What are the chief concerns they'll carry around the Las Vegas Convention Center? What are hottest products or product categories they'll see? After chatting with top Comdex planners and their chief conference advisors, perusing its conference schedule, and scouring the shows product listings, here's our take on this year's Comdex hot spots:
Security. Sept. 11 elevated the issue of security to new levels of concern, especially for corporate IT managers. Their worries extend beyond run-of-the-mill hackers and viruses. "People are looking for more comprehensive methods of security--not just data security, but physical security," said Tom D'Auria, the CEO of Information Methods Inc., a management-consulting firm and Comdex advisor. A growing number of biometric security solutions--technologies that recognize unique human identifiers like fingerprints or the eye's retina--will share the Comdex spotlight. Enough will be on hand, in fact, to form their very own "Biometropolis" showcase on the floor.

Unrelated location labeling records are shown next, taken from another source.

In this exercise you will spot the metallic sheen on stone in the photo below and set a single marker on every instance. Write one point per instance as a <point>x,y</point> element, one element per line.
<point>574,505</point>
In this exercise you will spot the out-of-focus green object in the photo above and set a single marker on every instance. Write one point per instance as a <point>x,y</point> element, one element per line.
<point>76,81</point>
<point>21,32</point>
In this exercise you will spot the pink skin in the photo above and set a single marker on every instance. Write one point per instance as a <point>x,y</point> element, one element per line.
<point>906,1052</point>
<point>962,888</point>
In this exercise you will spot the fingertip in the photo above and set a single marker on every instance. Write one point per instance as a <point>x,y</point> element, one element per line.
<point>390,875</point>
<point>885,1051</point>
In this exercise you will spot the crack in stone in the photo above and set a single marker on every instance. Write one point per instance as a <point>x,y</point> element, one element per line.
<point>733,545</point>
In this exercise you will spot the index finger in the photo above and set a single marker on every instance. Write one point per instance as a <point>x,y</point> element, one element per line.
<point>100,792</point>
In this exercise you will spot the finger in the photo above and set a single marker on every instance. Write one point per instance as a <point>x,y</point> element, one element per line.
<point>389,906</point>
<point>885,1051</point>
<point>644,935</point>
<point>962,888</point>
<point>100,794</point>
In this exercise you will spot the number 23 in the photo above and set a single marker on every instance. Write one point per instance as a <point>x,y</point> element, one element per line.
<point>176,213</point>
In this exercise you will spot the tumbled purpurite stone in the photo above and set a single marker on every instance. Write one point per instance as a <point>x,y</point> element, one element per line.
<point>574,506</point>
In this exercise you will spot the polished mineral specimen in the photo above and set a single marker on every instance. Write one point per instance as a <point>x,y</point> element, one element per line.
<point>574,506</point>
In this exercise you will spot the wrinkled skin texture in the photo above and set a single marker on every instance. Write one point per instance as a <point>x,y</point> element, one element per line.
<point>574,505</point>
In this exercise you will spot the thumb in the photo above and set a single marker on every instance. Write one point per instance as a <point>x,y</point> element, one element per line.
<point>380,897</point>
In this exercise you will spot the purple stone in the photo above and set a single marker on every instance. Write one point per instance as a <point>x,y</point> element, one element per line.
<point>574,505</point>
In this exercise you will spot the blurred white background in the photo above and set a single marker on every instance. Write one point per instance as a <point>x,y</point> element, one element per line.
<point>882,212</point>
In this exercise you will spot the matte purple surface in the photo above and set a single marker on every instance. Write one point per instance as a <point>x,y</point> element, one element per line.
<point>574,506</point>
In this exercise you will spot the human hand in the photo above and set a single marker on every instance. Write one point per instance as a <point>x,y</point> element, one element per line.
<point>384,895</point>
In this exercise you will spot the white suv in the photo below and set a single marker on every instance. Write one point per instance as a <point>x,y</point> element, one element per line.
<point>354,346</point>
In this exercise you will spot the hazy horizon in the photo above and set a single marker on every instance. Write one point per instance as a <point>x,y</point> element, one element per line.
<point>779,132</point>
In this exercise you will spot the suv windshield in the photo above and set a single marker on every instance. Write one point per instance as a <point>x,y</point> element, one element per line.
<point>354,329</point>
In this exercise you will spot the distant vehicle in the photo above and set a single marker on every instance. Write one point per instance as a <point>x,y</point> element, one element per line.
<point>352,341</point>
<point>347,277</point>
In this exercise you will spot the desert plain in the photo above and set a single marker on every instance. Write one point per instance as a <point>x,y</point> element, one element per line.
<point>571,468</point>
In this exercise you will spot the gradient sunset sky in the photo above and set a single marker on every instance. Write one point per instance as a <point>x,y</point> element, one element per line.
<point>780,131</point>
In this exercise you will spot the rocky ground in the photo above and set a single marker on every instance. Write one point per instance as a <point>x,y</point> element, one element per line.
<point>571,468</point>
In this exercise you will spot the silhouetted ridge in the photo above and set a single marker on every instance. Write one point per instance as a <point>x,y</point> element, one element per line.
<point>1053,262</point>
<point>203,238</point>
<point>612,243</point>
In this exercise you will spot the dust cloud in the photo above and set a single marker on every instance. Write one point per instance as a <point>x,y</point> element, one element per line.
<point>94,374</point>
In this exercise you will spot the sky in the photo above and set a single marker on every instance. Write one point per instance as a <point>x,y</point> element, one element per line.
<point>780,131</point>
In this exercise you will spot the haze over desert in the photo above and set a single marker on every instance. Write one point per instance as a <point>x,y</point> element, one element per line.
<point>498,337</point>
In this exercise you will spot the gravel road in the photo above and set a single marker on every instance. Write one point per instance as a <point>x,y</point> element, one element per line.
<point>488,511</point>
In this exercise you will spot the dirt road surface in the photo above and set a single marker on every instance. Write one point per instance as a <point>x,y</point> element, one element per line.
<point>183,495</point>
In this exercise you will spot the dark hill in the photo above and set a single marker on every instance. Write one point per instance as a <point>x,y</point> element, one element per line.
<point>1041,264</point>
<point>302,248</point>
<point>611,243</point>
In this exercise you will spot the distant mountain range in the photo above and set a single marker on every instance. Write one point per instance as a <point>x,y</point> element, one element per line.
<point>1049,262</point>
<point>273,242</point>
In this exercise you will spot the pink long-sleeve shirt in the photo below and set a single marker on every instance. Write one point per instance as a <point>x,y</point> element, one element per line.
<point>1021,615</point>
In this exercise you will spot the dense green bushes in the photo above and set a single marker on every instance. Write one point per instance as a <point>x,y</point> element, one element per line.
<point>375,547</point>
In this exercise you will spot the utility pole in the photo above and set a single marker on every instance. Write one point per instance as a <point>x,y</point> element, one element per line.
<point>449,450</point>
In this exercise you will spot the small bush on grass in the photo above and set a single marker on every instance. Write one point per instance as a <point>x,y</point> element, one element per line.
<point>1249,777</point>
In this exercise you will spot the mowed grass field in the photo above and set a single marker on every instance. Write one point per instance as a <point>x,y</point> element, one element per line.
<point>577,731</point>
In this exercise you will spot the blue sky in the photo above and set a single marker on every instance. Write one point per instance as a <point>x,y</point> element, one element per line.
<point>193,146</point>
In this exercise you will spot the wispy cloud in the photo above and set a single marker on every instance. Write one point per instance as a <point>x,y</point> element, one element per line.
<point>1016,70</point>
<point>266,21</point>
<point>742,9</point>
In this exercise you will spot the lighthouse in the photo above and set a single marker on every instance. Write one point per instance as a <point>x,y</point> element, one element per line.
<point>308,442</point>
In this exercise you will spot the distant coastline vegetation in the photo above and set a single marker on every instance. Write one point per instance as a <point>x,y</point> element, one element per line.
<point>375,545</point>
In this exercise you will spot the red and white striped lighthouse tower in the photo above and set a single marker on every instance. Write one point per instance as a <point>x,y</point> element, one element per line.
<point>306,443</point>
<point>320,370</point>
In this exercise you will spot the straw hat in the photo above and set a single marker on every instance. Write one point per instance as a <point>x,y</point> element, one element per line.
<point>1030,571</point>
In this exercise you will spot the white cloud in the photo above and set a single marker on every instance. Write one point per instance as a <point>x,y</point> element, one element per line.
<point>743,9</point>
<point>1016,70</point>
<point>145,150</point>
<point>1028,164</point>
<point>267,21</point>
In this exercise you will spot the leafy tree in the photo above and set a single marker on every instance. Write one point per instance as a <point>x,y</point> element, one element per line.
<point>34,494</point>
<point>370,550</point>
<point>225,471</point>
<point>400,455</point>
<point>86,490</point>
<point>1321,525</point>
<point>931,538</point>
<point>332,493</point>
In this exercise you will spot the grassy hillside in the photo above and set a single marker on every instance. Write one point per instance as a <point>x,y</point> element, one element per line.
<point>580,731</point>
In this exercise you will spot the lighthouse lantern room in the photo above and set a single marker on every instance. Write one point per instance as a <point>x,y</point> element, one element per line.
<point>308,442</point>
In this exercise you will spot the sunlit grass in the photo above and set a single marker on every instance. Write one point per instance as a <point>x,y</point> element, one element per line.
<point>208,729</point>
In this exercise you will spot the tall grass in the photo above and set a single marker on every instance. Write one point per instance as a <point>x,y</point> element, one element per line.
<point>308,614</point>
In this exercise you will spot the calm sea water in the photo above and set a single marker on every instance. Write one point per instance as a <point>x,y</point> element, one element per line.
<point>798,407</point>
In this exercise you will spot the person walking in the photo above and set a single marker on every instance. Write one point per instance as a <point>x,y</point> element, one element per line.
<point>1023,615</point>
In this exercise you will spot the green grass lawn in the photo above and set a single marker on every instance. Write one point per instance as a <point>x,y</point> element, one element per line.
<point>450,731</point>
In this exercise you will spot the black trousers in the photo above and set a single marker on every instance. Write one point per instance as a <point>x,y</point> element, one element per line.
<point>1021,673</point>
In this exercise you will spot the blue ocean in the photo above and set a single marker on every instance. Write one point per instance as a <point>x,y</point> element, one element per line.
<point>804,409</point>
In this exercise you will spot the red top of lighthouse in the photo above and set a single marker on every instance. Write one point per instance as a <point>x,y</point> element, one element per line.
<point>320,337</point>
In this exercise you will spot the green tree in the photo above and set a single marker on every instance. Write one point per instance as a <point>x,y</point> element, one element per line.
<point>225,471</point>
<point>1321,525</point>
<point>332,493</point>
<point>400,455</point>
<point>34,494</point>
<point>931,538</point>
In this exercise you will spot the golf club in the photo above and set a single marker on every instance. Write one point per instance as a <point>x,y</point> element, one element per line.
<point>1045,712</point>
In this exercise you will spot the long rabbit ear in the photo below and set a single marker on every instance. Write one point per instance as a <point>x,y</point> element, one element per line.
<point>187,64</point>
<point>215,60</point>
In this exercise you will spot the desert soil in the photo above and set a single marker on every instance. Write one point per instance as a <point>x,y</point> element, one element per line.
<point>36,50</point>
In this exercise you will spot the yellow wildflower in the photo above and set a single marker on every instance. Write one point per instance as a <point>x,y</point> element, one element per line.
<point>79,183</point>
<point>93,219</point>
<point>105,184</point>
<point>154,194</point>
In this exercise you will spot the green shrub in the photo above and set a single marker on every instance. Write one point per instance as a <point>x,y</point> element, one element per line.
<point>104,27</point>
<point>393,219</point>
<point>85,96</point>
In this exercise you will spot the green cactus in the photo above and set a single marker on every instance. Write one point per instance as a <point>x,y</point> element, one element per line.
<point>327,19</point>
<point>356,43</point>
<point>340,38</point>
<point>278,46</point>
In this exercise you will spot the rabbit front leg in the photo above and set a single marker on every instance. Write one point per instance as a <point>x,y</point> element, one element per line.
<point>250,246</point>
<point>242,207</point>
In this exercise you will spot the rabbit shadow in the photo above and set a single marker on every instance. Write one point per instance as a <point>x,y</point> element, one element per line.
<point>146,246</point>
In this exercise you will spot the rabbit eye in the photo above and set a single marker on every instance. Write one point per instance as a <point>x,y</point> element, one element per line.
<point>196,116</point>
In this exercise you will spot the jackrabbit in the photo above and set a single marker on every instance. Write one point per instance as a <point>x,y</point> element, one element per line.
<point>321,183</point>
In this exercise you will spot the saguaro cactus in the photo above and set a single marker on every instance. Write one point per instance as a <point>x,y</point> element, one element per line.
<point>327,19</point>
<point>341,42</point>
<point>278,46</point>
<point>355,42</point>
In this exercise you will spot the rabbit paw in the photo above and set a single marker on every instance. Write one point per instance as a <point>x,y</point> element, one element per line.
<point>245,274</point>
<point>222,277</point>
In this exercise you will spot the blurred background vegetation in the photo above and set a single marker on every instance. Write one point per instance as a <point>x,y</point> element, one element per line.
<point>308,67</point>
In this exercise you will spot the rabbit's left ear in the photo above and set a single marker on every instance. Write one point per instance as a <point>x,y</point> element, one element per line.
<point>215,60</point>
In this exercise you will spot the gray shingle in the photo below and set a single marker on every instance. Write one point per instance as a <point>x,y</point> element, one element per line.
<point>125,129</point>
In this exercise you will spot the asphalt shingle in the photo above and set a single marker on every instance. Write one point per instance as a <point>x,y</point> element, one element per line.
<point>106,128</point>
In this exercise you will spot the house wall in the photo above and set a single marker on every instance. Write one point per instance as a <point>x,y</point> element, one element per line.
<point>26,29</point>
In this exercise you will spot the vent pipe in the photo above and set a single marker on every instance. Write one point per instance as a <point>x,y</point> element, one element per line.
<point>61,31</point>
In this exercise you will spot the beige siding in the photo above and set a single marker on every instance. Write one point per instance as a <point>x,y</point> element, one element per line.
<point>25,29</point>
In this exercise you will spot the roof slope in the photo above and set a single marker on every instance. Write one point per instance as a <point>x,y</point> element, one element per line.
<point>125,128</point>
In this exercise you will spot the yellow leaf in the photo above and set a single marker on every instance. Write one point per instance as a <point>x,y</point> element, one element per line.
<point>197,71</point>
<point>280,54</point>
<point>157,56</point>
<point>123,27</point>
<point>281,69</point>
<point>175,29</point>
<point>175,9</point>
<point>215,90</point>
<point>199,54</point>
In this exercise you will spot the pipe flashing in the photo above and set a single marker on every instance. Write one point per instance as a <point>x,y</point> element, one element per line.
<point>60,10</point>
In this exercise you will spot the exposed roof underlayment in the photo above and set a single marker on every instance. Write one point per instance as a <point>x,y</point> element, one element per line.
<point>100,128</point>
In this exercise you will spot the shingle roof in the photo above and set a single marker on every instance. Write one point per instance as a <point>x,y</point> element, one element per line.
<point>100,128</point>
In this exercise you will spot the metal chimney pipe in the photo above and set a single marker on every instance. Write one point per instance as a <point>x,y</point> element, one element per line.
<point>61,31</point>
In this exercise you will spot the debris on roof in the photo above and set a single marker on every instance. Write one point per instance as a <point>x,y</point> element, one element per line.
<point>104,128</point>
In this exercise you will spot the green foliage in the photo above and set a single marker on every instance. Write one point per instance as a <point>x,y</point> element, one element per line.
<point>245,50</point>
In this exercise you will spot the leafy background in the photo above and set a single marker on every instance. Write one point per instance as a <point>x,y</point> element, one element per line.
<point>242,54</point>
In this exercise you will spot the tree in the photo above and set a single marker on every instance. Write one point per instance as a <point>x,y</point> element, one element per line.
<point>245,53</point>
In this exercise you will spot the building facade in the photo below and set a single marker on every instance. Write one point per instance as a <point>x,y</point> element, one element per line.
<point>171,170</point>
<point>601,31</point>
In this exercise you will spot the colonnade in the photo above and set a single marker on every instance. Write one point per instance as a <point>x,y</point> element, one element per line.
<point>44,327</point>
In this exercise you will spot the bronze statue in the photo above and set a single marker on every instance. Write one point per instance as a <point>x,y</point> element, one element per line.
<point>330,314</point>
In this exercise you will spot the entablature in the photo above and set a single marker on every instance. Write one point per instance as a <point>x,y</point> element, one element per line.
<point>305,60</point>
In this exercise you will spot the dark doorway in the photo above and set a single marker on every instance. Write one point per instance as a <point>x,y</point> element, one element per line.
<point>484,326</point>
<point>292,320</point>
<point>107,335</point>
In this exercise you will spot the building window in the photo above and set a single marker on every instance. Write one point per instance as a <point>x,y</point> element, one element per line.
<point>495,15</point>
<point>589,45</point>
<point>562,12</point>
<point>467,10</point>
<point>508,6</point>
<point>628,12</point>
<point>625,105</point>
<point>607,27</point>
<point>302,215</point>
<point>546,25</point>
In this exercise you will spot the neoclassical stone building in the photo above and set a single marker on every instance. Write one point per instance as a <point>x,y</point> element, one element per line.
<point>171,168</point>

Networking. Companies and individuals are more dependent on networks than ever, and security today means making these data lifelines robust, reliable, and secure. Plus, the speed and ubiquity of digital networks is opening up high-end nets to voice traffic. Voice over Internet Protocol-- known as VoIP for short-- holds the potential for combining the power of the phone and the PC in ways not possible till now. The other attraction is strictly bottom-line: Companies are looking for big telephone service savings by making VoIP part of their digital infrastructure. Comdex advisor D'Auria believes this year's Comdex will mark VoIP's coming of age.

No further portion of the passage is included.